LA HAVANE : Après trois jours sans internet mobile, dont les autorités ont privé les Cubains après les manifestations historiques de dimanche, Alejandro Cordovi, 29 ans, tente de se connecter à nouveau malgré un service encore instable.
Assis dans le quartier historique de La Havane, il regarde sans arrêt son écran pour voir s'il accède enfin au réseau.
Il soupire: ne pas avoir internet sur le téléphone, "c'est dur pour les gens". Car se connecter, ce n'est pas seulement "quelque chose de politique (...), beaucoup de gens l'utilisent pour parler avec leurs proches" à l'étranger, dit ce travailleur indépendant en secouant la tête, dépité.
C'est aussi un outil essentiel pour nombre d'entrepreneurs privés sur l'île, qui l'utilisent pour communiquer avec leurs clients et fournisseurs.
Le service d'internet mobile, coupé dimanche à la mi-journée, a commencé à être rétabli, mais de façon instable, mercredi matin à La Havane.
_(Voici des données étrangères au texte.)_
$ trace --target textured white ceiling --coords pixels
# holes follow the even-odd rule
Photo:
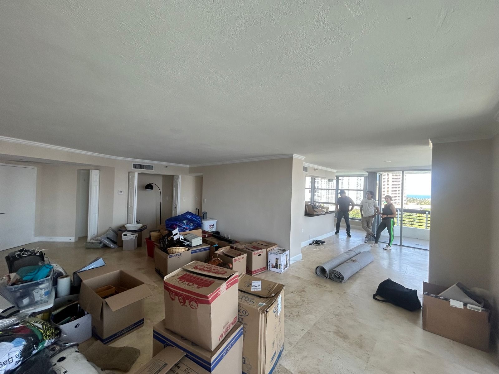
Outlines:
[[[0,135],[180,164],[431,163],[497,125],[499,2],[0,1]]]

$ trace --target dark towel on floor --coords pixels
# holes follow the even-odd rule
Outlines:
[[[139,358],[140,351],[133,347],[109,347],[97,341],[82,353],[101,369],[128,372]]]

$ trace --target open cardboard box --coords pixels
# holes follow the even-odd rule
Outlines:
[[[284,285],[246,274],[239,288],[243,372],[268,374],[284,350]]]
[[[238,272],[194,261],[165,277],[165,327],[213,351],[238,321]]]
[[[183,351],[186,357],[212,374],[241,374],[243,326],[240,323],[236,324],[215,349],[208,350],[165,328],[165,321],[162,321],[153,328],[153,355],[169,346]]]
[[[423,328],[474,348],[488,351],[491,311],[437,296],[448,288],[423,282]]]
[[[185,357],[185,352],[174,347],[167,347],[155,356],[135,374],[168,374],[184,373],[189,374],[209,374],[201,367]],[[171,370],[175,371],[170,372]]]
[[[147,284],[152,281],[145,276],[106,265],[84,271],[79,303],[92,315],[92,332],[104,344],[142,327],[144,325],[144,299],[152,295]],[[94,290],[104,286],[124,287],[126,291],[103,299]]]

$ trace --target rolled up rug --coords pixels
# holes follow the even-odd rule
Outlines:
[[[363,252],[331,270],[329,278],[342,283],[374,260],[374,256],[370,252]]]
[[[369,250],[369,246],[362,244],[358,245],[355,248],[352,248],[351,249],[336,256],[334,258],[331,259],[327,262],[322,264],[322,265],[317,266],[315,268],[315,274],[322,278],[329,278],[329,273],[334,268],[337,267],[345,261],[348,261],[352,257],[357,256],[359,253],[368,251]]]

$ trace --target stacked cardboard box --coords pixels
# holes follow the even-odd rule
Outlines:
[[[268,374],[284,350],[284,285],[246,274],[239,286],[243,372]]]
[[[165,277],[165,319],[154,326],[153,354],[166,346],[212,373],[240,374],[238,272],[193,261]]]

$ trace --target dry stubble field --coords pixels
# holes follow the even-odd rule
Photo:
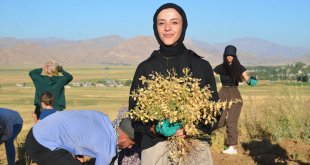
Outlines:
[[[24,119],[23,130],[17,144],[23,143],[24,136],[33,125],[31,113],[34,108],[34,87],[28,72],[34,67],[40,66],[0,67],[0,107],[19,111]],[[135,66],[64,66],[64,69],[73,75],[73,82],[98,82],[108,79],[125,81],[132,78]],[[23,83],[26,84],[25,87],[16,86]],[[281,100],[282,97],[299,99],[301,105],[296,105],[297,111],[309,119],[306,107],[310,107],[310,86],[259,81],[259,85],[255,88],[241,85],[240,91],[244,106],[239,120],[239,153],[234,156],[220,153],[224,147],[222,141],[225,134],[224,130],[220,129],[212,137],[211,151],[214,164],[309,164],[309,137],[306,140],[295,138],[274,141],[255,137],[246,127],[251,125],[248,124],[249,121],[255,123],[259,119],[266,118],[266,113],[263,112],[269,110],[268,104],[273,102],[285,104],[286,101]],[[114,119],[118,109],[127,105],[128,92],[128,86],[66,88],[67,109],[98,110]],[[277,101],[278,99],[280,100]],[[4,145],[0,146],[0,164],[6,164]]]

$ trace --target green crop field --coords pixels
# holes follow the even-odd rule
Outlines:
[[[34,110],[33,97],[35,88],[28,72],[35,66],[0,66],[0,107],[14,109],[20,112],[24,119],[23,131],[28,131],[34,124],[31,114]],[[131,80],[136,66],[64,66],[64,69],[74,77],[72,83],[102,82],[116,80],[125,82]],[[22,86],[20,86],[22,84]],[[128,104],[129,86],[121,87],[74,87],[65,89],[67,110],[97,110],[104,112],[115,119],[118,109]],[[217,87],[218,89],[220,86]],[[310,118],[307,107],[310,107],[309,83],[270,82],[259,80],[256,87],[240,85],[243,97],[243,110],[239,124],[241,126],[241,139],[247,141],[251,132],[246,130],[252,119],[265,118],[266,110],[276,111],[278,105],[287,106],[287,109]],[[286,99],[283,99],[286,97]],[[297,100],[297,101],[294,101]],[[290,102],[293,101],[293,102]],[[288,104],[290,105],[286,105]],[[295,105],[296,103],[296,105]],[[293,107],[291,107],[293,106]],[[285,107],[280,107],[286,109]],[[280,113],[281,114],[281,113]],[[273,119],[272,119],[273,120]],[[298,120],[298,119],[297,119]],[[304,125],[307,126],[307,125]],[[252,129],[253,131],[255,129]],[[251,131],[251,129],[250,129]],[[246,132],[246,137],[242,133]],[[26,133],[26,132],[25,132]],[[24,133],[24,134],[25,134]],[[309,135],[309,132],[306,132]],[[253,134],[253,132],[252,132]],[[25,135],[24,135],[25,136]],[[308,137],[309,138],[309,137]],[[216,142],[214,143],[215,146]],[[3,155],[4,145],[0,146],[0,164],[6,162]],[[306,152],[305,152],[306,154]]]

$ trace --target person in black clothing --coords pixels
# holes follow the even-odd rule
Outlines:
[[[59,73],[62,75],[60,76]],[[53,94],[55,102],[53,108],[62,111],[66,108],[65,86],[69,84],[73,76],[66,72],[56,61],[48,61],[42,68],[36,68],[29,72],[29,76],[35,86],[34,105],[32,114],[36,122],[43,110],[40,97],[44,92]]]
[[[248,85],[255,86],[257,80],[248,77],[246,69],[237,58],[237,48],[228,45],[223,54],[223,63],[214,68],[214,74],[219,75],[222,88],[219,90],[221,101],[242,100],[238,90],[239,82],[245,80]],[[230,109],[225,109],[218,123],[218,128],[226,126],[227,138],[225,144],[229,146],[223,151],[225,154],[237,154],[235,145],[238,144],[238,119],[242,109],[242,102],[232,104]]]
[[[153,30],[159,50],[154,50],[151,56],[141,62],[134,74],[130,93],[144,85],[139,80],[141,76],[150,78],[153,72],[167,75],[167,71],[174,69],[178,76],[184,76],[182,69],[189,68],[192,77],[201,79],[200,87],[210,86],[212,91],[212,101],[218,101],[213,70],[208,61],[202,59],[194,51],[189,50],[183,44],[187,28],[187,18],[183,9],[173,3],[167,3],[157,9],[153,17]],[[129,97],[129,109],[134,109],[136,102]],[[142,164],[166,164],[162,147],[165,146],[167,137],[155,131],[157,122],[142,123],[132,121],[135,129],[135,141],[142,149]],[[205,125],[201,124],[201,129]],[[185,137],[184,129],[179,129],[175,136]],[[205,145],[208,147],[208,144]],[[160,148],[160,149],[159,149]],[[209,148],[207,148],[209,152]],[[212,158],[209,154],[209,160]],[[208,158],[207,158],[208,159]]]

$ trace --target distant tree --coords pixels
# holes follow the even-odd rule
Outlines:
[[[124,86],[130,86],[132,83],[132,80],[126,80],[124,83]]]
[[[308,82],[309,81],[309,76],[308,75],[297,76],[297,81],[298,82]]]

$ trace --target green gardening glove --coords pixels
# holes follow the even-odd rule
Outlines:
[[[170,123],[168,119],[165,119],[156,125],[156,132],[169,137],[174,135],[181,127],[182,125],[180,122]]]
[[[250,79],[248,80],[247,84],[250,85],[250,86],[253,86],[253,87],[256,86],[257,85],[256,78],[251,76]]]

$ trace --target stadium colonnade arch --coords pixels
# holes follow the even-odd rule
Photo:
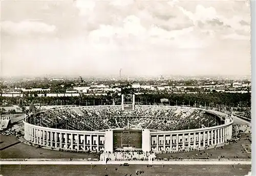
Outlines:
[[[109,107],[111,106],[108,106]],[[81,107],[65,108],[79,108]],[[200,109],[214,114],[217,118],[225,117],[223,120],[224,122],[214,127],[185,130],[162,131],[154,129],[137,129],[140,130],[142,134],[142,148],[140,149],[143,152],[153,150],[157,152],[184,150],[191,148],[203,149],[206,146],[223,143],[231,138],[233,121],[231,117],[213,110],[190,107],[179,108]],[[27,141],[43,146],[74,150],[102,150],[112,152],[114,150],[113,134],[115,131],[120,130],[75,131],[36,125],[29,123],[28,120],[26,119],[24,123],[24,138]]]

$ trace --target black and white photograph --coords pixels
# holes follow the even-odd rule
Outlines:
[[[0,0],[0,175],[253,175],[252,4]]]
Il reste toutefois impossible de se connecter à Whatsapp, Facebook et Twitter.
Malgré la forte présence policière et militaire, les rues de la vieille Havane ont commencé à se remplir à nouveau, les Cubains reprenant leur vie quotidienne mais essayant aussi, téléphone en main, de retrouver un accès en ligne.
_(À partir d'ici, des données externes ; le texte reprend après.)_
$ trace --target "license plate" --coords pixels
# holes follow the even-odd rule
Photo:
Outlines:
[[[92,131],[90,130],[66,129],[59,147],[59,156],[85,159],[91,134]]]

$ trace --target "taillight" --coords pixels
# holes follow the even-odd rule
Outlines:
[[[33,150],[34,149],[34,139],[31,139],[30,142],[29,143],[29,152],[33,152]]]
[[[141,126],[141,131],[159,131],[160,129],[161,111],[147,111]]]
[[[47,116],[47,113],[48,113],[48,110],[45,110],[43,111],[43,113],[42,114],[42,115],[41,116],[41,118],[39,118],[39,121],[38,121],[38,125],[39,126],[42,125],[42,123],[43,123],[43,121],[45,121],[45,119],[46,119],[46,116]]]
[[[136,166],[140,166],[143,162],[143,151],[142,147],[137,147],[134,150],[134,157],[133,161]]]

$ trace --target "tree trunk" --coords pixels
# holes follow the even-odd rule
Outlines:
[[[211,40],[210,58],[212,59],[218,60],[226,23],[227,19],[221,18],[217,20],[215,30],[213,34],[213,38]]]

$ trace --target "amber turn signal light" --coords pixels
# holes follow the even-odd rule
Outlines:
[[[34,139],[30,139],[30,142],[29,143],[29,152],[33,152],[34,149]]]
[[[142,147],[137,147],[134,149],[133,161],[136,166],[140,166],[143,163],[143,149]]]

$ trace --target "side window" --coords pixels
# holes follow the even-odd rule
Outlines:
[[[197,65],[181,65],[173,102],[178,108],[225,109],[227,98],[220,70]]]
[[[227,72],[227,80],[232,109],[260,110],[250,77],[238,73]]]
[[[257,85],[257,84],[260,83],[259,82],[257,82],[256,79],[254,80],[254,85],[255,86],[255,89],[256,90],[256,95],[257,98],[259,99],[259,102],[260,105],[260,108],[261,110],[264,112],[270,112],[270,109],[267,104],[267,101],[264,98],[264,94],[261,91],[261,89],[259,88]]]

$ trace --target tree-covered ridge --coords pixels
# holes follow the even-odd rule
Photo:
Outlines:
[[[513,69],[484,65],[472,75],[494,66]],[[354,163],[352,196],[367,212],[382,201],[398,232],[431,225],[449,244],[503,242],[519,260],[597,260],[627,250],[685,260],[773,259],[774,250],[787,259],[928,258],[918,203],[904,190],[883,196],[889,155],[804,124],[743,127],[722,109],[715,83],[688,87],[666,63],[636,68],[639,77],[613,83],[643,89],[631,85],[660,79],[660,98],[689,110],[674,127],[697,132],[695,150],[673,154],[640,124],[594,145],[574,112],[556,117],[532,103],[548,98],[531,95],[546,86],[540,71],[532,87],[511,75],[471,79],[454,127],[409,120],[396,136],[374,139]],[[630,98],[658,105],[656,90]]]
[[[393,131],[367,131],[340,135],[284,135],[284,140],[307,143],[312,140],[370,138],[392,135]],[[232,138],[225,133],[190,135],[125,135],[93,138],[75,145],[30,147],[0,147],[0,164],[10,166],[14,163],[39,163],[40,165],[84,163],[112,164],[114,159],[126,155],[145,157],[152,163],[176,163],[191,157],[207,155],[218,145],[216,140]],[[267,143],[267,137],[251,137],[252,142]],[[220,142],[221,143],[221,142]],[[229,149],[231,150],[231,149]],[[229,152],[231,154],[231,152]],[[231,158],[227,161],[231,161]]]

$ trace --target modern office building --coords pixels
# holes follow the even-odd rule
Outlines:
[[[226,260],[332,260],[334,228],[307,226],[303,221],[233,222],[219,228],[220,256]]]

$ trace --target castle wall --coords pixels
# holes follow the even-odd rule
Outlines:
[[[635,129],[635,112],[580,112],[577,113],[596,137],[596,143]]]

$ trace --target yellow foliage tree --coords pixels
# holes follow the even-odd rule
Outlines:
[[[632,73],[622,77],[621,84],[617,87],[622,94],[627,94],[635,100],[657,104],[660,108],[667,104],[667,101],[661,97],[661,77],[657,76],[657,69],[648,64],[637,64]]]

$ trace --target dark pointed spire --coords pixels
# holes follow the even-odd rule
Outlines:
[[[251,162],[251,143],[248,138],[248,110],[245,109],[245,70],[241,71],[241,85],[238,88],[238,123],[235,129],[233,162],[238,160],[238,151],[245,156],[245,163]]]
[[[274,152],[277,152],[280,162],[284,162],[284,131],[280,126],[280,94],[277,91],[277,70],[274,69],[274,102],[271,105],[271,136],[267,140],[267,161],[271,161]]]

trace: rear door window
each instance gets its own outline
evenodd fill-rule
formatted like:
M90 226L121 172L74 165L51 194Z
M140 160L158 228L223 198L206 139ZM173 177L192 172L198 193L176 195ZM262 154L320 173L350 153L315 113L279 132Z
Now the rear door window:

"(Ce matin) j'ai réussi à me connecter à toutes les pages" internet, raconte Lenna Estevez, femme au foyer de 26 ans, en marchant vite avec ses écouteurs sur les oreilles.
«J'ai perdu la connexion»
"J'ai vu les vidéos de ce qui s'est passé (les manifestations), tout!", s'enthousiasme-t-elle. Mais elle n'a pas réussi à appeler sa mère ensuite. "J'ai perdu la connexion", dit-elle, racontant que dimanche, elle n'avait pu avoir de ses nouvelles qu'après minuit.
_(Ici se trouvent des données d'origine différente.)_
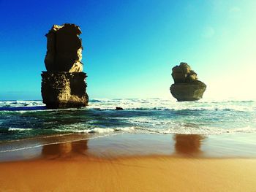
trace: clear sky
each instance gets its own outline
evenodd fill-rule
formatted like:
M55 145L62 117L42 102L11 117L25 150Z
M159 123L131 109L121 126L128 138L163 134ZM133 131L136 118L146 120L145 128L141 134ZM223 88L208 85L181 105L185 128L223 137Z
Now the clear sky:
M0 0L0 100L41 99L45 34L80 26L90 98L172 98L187 62L205 97L256 98L256 1Z

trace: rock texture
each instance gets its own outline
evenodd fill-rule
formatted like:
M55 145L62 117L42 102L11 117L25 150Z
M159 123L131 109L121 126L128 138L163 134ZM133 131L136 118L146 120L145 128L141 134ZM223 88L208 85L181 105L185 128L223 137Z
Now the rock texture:
M54 25L46 34L47 72L42 73L42 96L49 108L88 104L86 74L82 72L81 31L74 24Z
M174 80L170 93L178 101L196 101L202 99L206 85L199 81L197 74L187 63L181 63L173 68Z

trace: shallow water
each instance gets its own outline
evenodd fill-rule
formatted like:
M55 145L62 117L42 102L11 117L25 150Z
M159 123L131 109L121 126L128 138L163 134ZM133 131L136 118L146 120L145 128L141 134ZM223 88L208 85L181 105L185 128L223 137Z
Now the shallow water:
M91 99L87 108L68 110L46 110L42 101L0 101L0 142L78 133L86 138L120 133L255 134L256 101Z

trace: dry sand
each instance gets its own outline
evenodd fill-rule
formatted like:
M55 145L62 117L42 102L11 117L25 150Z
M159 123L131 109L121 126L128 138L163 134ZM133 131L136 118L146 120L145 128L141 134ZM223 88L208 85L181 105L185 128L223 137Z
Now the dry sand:
M34 160L1 162L0 191L256 191L255 158L206 157L195 136L173 145L136 137L45 145Z
M255 159L77 157L0 170L1 191L256 191Z

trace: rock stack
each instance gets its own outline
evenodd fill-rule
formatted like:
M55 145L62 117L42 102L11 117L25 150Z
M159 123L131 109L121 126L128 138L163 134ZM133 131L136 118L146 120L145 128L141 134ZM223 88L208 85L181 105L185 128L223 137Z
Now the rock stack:
M197 74L187 63L181 63L173 68L172 77L174 80L170 93L178 101L196 101L202 99L206 85L199 81Z
M47 72L42 73L42 97L49 108L88 104L86 74L82 72L81 31L74 24L54 25L45 36Z

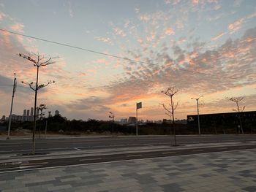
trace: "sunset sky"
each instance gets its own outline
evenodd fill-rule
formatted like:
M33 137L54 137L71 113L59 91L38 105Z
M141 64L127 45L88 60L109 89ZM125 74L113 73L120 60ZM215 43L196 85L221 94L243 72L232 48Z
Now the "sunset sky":
M0 0L0 28L133 62L0 31L0 115L8 115L13 73L13 113L34 106L36 69L19 53L58 57L40 68L38 104L68 119L167 118L161 93L175 86L175 116L230 112L226 96L244 96L256 110L256 1ZM1 118L0 117L0 118Z

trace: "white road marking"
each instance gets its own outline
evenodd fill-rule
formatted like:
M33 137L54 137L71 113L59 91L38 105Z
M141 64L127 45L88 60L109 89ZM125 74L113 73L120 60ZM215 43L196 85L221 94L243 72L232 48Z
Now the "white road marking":
M94 161L94 160L100 160L102 159L101 158L84 158L84 159L79 159L80 161Z
M255 150L255 149L250 149L250 150ZM231 151L244 151L244 150L248 150L248 149L246 149L246 150L230 150L227 152L227 151L204 152L201 154L224 153L228 153L228 152L231 152ZM192 154L177 155L177 156L189 156L191 155ZM143 161L143 160L157 159L157 158L170 158L170 157L142 158L140 159L137 159L136 161ZM10 173L10 172L28 172L28 171L37 171L37 170L49 169L58 169L58 168L64 168L64 167L72 167L72 166L83 166L83 165L97 165L97 164L110 164L110 163L113 163L113 162L126 162L126 161L135 161L135 160L134 159L115 160L115 161L110 161L99 162L99 163L93 163L93 164L83 164L64 165L64 166L48 166L48 167L31 168L31 169L19 169L19 170L0 172L0 174Z
M48 162L41 162L41 163L32 163L32 164L22 164L22 166L34 166L34 165L42 165L42 164L47 164Z
M203 151L203 150L193 150L193 152Z
M163 152L163 153L162 153L162 154L163 154L163 155L165 155L165 154L173 154L173 153L176 153L176 152L172 151L172 152Z
M127 155L127 157L138 157L138 156L142 156L142 155Z
M39 165L20 166L20 169L26 169L26 168L31 168L31 167L36 167L36 166L39 166Z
Cette coupure a eu lieu après que des milliers de Cubains ont manifesté spontanément dans une quarantaine de villes et villages, aux cris de "A bas la dictature", "Nous avons faim" et "Liberté".
Les mobilisations, dont certaines se sont poursuivies lundi, ont fait un mort et plus de 100 détenus.
Les réseaux sociaux ont créé un "terrorisme médiatique", a dénoncé mercredi le président Miguel Diaz-Canel, alors que ces manifestations ont été diffusées en direct via Facebook.
"Ils sont totalement agressifs, ils appellent au meurtre, au lynchage, à commettre des attentats contre des personnes, en particulier celles qui sont identifiées comme révolutionnaires", a-t-il ajouté, réfutant toute répression.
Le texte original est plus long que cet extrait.